VeganMoFo Day 19 - Mac & Tato Cheese

One thing my husband has been hankering for since his appetite returned was mac and cheese. Before his heart thing, I had recently been using various recipes for faux cheese sauces made with cashews instead of my older favorites that used tofu or white beans. While they all tasted delicious, those nuts alone probably contributed to my increasing weight gain and possibly his artery blockages accelerating.
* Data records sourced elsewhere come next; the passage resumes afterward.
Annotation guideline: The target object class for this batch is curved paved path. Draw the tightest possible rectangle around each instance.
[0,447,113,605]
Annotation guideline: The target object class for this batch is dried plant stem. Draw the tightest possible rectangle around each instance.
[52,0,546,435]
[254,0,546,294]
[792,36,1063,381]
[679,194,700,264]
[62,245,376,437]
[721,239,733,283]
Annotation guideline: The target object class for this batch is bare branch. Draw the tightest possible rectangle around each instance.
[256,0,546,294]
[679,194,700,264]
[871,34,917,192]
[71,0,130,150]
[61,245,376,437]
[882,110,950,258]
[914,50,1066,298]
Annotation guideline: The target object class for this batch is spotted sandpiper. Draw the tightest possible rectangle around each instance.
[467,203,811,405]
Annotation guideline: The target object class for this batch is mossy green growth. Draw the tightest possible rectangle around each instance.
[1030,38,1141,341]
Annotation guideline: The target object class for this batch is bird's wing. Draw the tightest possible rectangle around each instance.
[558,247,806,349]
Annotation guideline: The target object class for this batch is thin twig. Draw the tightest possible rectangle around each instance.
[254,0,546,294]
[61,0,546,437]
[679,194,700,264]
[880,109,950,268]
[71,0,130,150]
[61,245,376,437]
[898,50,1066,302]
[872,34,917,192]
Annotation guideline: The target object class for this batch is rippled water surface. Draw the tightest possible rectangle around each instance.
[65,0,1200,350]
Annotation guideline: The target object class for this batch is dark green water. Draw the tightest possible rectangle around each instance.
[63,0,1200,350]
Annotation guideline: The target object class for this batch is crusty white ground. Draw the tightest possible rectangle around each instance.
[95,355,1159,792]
That first night he told me about his chest pains I vowed no more nuts in this house, hence the search for another cheese sauce.

This time I'm going to experiment and use another mac and cheese recipe from Mary McDougall:

Mac & Tato Cheese
Servings: 8
Preparation time: 15 minutes
Cooking time: 30 minutes

2 cups water
1 cup cooked potatoes
1/4 cup nutritional yeast
2 tablespoons cornstarch
2 tablespoons lemon juice
1/2 tablespoon onion powder
1 1/2 teaspoons salt
4-ounce jar pimientos
1 pound uncooked elbow macaroni

Place all the ingredients except the pasta in the blender jar and process for several minutes until mixture is smooth and well blended. Pour into a saucepan and cook over medium heat, stirring frequently, until thickened.

Preheat the oven to 350ºF.

Cook the macaroni until just tender and drain.

Pour the macaroni into a baking dish, pour the cheese sauce over the top and mix thoroughly, then cover and bake for 30 minutes.

The McDougall Program for A Healthy Heart
John McDougall, M.D. and Mary McDougall
(1996), ISBN: 0-452-27266-1 
page 349


I already have some cooked potatoes in the fridge but I'm pulling the peels off before tossing into the Ninja blender.

My pasta of choice is a whole wheat tri-color penne, store brand.

Instead of using the jar of pimientos Mary calls for, I just grabbed the appropriate amount of roasted red peppers out of a jar. I use roasted red peppers so often there's always an open jar in the fridge, especially with my husband home and making pepper sandwiches for lunch a lot of the time. I can pay $2.99 for a quart-sized jar of the roasted red peppers, as opposed to $2.49 (on sale) for a 4-ounce jar of chopped pimientos.

I'm adding veggies to this, like I always do for my mac & cheese recipes. Today it was a bag of Bird's Eye mixed veg and 2 cups of frozen kale.

Most mac & cheese recipes call for some breadcrumbs over the top - it's traditional - so I'm carrying on that tradition and put a layer of whole wheat panko crumbs on.



For the cover, I usually go with Mary McDougall's suggestion of putting a layer of parchment paper then aluminum foil, so the foil doesn't touch the food. The other day in the grocery store I found a new (to me) product - non-stick foil. The company's web site for this product doesn't say exactly what the coating is, just that it's a proprietary formula and food-safe. It's much heavier than regular foil wrap. None of the pasta stuck to the foil, but then again, even on those days I forgot to put parchment under the foil, the most that stuck was 3-4 elbows. If I didn't have a coupon and the store had a sale price on it, I would never had bought this stuff, and I can say right now I probably never will again.

I had a few different tastes with this casserole than with other noochy mac & cheese recipes. At the first bite, I tasted the potato, but it was gone by the second. Also on my tongue was the peppers, which I never really tasted in other recipes, even though this one called for the same amount. The other taste that hit me, but this one stayed for most of the bowl, was the lemon juice. This recipe called for twice as much as all my other nooch sauce ones. Next time I'll cut it down to one spoonful.

My husband is like a dog, he'll eat anything put in front of him, and he said he couldn't tell the difference between this and all the other mac and cheese recipes I've made.

Out of the blender, thanks to the 2 cups of water, this was a very liquidy sauce, but by the time the dish came out of the oven it was all absorbed by the pasta.

All in all, aside from the lemon, I liked it. This one if definitely in the running to replace the cashew-based sauce from Rip Esselstyn that I used for almost a year.